Nicole shares the importance of supporting teachers in this learning: "When the pandemic ended, we conducted a study ... in impact evaluation. We asked educators what their most pressing needs were post-pandemic. The majority (67%) highlighted that the biggest challenge they are facing is related to mental health and social emotional wellbeing. This includes both their students´ challenges and their own. Indeed, humanity at large is facing a mental health crisis that certainly permeates schools.The truth is, until recently, social emotional education was not even on the educational map. Thus, most teachers have never received training in the topic. So it is pressing to teach educators how to cultivate emotional and social skills key to mental health and emotional wellbeing like self-awareness, emotional regulation and relationship skills."
Among the core drivers of SEL in schools is the prevalence of bullying. Gleding - Childhood for Life hopes to leverage SEL to stop bullying before it starts. Intended to be an antonym for bullying, Gleding finds innovative uses of engaging narratives and relatable characters to instill in preschool students the power of empathy and kindness - both towards themselves (self-awareness) and toward their future classmates (social awareness).
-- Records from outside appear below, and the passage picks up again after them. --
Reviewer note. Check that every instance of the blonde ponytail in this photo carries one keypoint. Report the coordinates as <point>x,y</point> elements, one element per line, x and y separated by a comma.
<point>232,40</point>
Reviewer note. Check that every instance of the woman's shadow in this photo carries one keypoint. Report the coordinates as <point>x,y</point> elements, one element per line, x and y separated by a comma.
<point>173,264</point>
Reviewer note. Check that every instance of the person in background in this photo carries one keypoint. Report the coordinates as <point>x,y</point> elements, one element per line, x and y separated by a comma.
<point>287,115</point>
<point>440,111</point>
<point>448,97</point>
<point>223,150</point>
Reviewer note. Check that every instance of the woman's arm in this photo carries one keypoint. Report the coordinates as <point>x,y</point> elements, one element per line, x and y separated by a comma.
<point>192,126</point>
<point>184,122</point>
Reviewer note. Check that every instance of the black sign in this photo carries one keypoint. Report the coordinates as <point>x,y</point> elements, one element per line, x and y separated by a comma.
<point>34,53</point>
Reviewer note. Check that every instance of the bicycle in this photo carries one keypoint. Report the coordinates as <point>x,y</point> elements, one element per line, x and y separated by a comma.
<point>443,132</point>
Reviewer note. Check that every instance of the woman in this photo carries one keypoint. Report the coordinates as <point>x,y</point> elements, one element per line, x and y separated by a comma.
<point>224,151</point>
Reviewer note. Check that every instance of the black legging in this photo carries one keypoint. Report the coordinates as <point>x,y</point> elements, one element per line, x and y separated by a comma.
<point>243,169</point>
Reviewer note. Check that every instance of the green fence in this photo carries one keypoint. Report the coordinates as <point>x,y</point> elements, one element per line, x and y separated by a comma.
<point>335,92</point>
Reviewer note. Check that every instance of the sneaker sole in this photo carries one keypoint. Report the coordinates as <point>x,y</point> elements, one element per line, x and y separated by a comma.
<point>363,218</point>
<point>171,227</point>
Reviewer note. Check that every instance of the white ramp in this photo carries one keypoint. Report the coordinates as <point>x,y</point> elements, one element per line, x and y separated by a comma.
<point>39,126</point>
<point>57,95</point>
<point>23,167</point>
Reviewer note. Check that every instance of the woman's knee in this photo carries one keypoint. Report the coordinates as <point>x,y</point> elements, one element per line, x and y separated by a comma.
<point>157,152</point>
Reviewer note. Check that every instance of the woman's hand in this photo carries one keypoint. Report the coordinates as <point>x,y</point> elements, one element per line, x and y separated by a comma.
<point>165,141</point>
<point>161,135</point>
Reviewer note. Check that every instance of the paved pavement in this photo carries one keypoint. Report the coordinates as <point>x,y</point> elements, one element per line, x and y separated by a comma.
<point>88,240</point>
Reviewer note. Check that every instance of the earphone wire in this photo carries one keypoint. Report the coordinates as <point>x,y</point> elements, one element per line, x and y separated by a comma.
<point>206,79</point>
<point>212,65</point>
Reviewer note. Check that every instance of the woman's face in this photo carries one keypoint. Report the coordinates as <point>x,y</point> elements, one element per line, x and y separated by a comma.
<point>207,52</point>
This approach honors students' experiences at every age and helps young ones to develop agency within their world.
Gleding founder Siri Abrahamsen says that young learners develop their SEL skills by following positive examples set by adults in their life and practicing those skills in a safe environment: “With our stories and tools we give a raw and honest approach to life. We believe that life is wonderful and messy at the same time. It is really about being transparent adults, who show calmness and responsive behaviour without being reactive…When professionals and parents are able to sit with the difficult topics and processes in life, chances are high that children will become resilient. Going through tough times together - experiencing social support and belonging makes us able to approach life with an open mind and heart no matter the circumstances”
Detractors of SEL often dismiss the concept as too soft and without real merit in equipping students to excel in the “real” world after school. One Global Collection innovation based in India, Labhya Foundation, seeks to refute this idea by focusing on the students within their target who lack adequate access to multiple resources - they may not have access to quality education, healthcare, water, or future opportunities in addition to material wealth.
Labhya has found that equipping these most vulnerable students with SEL skills is a powerful lever for helping them escape poverty. In careful conjunction with government policy changes, Labhya’s programs are now implemented across schools in Delhi demonstrating that SEL skills have the power to transform the lives of students who could benefit most.
"Social support and belonging makes us able to approach life with an open mind and heart no matter the circumstances" - Siri Abrahamsen
SEL is a promising approach to education that has the potential to transform the way we think about teaching and learning. By prioritizing the social and emotional development of our young people, we can create more resilient, compassionate, and successful individuals.